Saturday, July 2, 2011

Book review: Do Androids Dream of Electric Sheep?

Book Review: Do Androids Dream of Electric Sheep?  
                                                            by Philip K. Dick  
              (the book on which the film Bladerunner is loosely based)



Okay, I’ll admit it—I really wanted to hate Do Androids Dream of Electric Sheep? by Philip K. Dick. Why? Well, I’m usually averse to things that are wildly popular and have a crazed fan base. I mean, PKD’s fans actually built an android replica of him! Crazy, huh? I know Bladerunner is only loosely based on the book, but I have always been annoyed by Bladerunner’s extreme popularity, probably due to the fact that I don’t like film noire. At all. (And really you can't expect the movie to be like the book--in this case, it wasn't at all, just the idea of androids and bounty hunters). Anyway, suffice it to say that Philip K. Dick had the cards stacked against him in my deck.

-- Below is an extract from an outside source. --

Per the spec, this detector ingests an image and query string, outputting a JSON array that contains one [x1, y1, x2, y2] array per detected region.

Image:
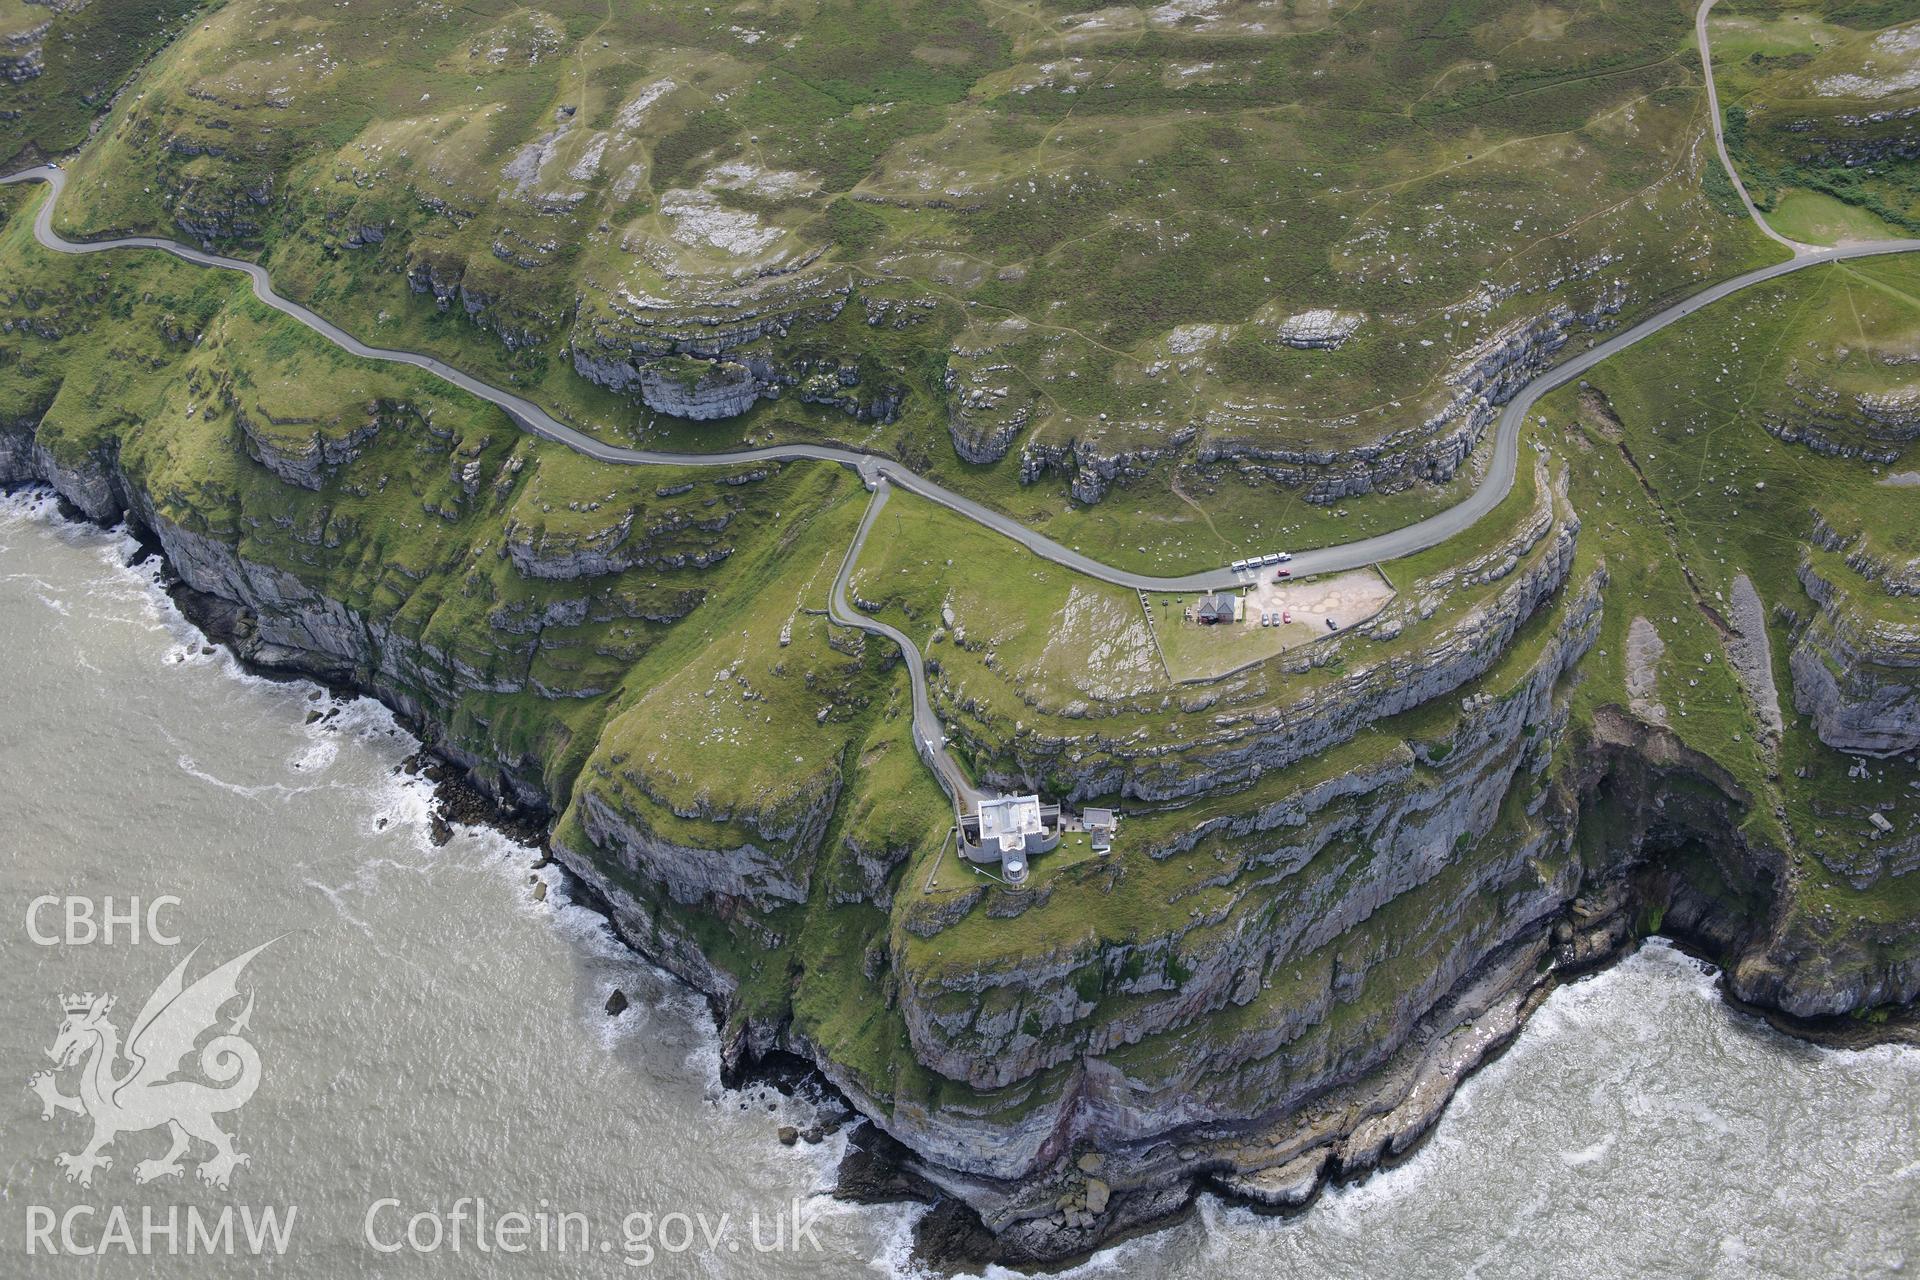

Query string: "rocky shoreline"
[[88, 482, 885, 1122], [5, 447, 1917, 1271], [75, 498, 1919, 1271], [838, 913, 1919, 1276]]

But I felt I had to give him a chance—how can I form an opinion about a book or author I haven’t read?

Well, I didn’t hate it. In fact, I loved it.

I had no idea that the thrust of this book was going to be empathy. Coming off the heels of reading a supernatural book about an empath who absorbs everyone’s physical and emotional pain (Bruiser by Neal Shusterman), my reading pump was primed. The theme of empathy runs throughout the book and helps us look at the essence of humanity. Dick even takes the idea of empathy so far that in his post-apocalyptic world, he has created devices that enable empathic experiences. Empathy is the key to differentiating humans from androids. And Dick also expertly pulls out of his reader emotions as they identify with the complex characters in the book, not to mention the animals. I mean, if you can't empathize with the lowly spider depicted in the book, then you are clearly not human. In fact, this book is one giant test to see if you are an android or not. If you don't feel for the characters or animals in this story, then you are clearly an android and should be retired.

I struggled a bit at the beginning of the book because I had trouble following the pathway into the world that Dick created. You pick up nuggets of information, bit by bit, until finally you start to get the big picture. The Earth was polluted by the fallout of World War Terminus. Check. The best human specimens went to Mars as refugees, along with android companions/slaves. Check. Animals are scarce, revered, and expensive—people collect them like precious museum pieces. Check. Occasionally androids escape to Earth from their meager existence on Mars and are chased down by bounty hunters. Check. With the new and improved androids, the Nexus-6 model, the only way to tell them apart from humans is their lack of ability to empathize. Check.

Now that we know the basics of our world, we can delve down into the good stuff. Oh, certainly there’s action and suspense. But that’s not the heart of the good stuff. This book is special because of the inner conflict of our main character, Rick Deckard. He’s having an existential crisis (is he an android with pre-programmed memories?), second thoughts about his occupational choice (is it moral to kill androids?), and the more mundane keep-up-with-the-joneses issues (will anyone find out my sheep isn’t real?). And as he suffers these inner conflicts, we suffer them as well. We question our own moral principles and our own life choices. Really--who goes through the day without rationalizing something? The undercurrent of cognitive dissonance sweeps you along until you breathe a sigh of relief at the end of the book—because Rick Deckard has finally gone to sleep after a very long and stressful day.

This book isn’t perfect, but it’s most excellent. I’m no longer annoyed by the fanaticism surrounding Philip K. Dick, and in fact I look forward to reading another of his books! A friend recommended A Scanner Darkly…maybe that will be next. 



P.S. To answer the book's title, my opinion is no.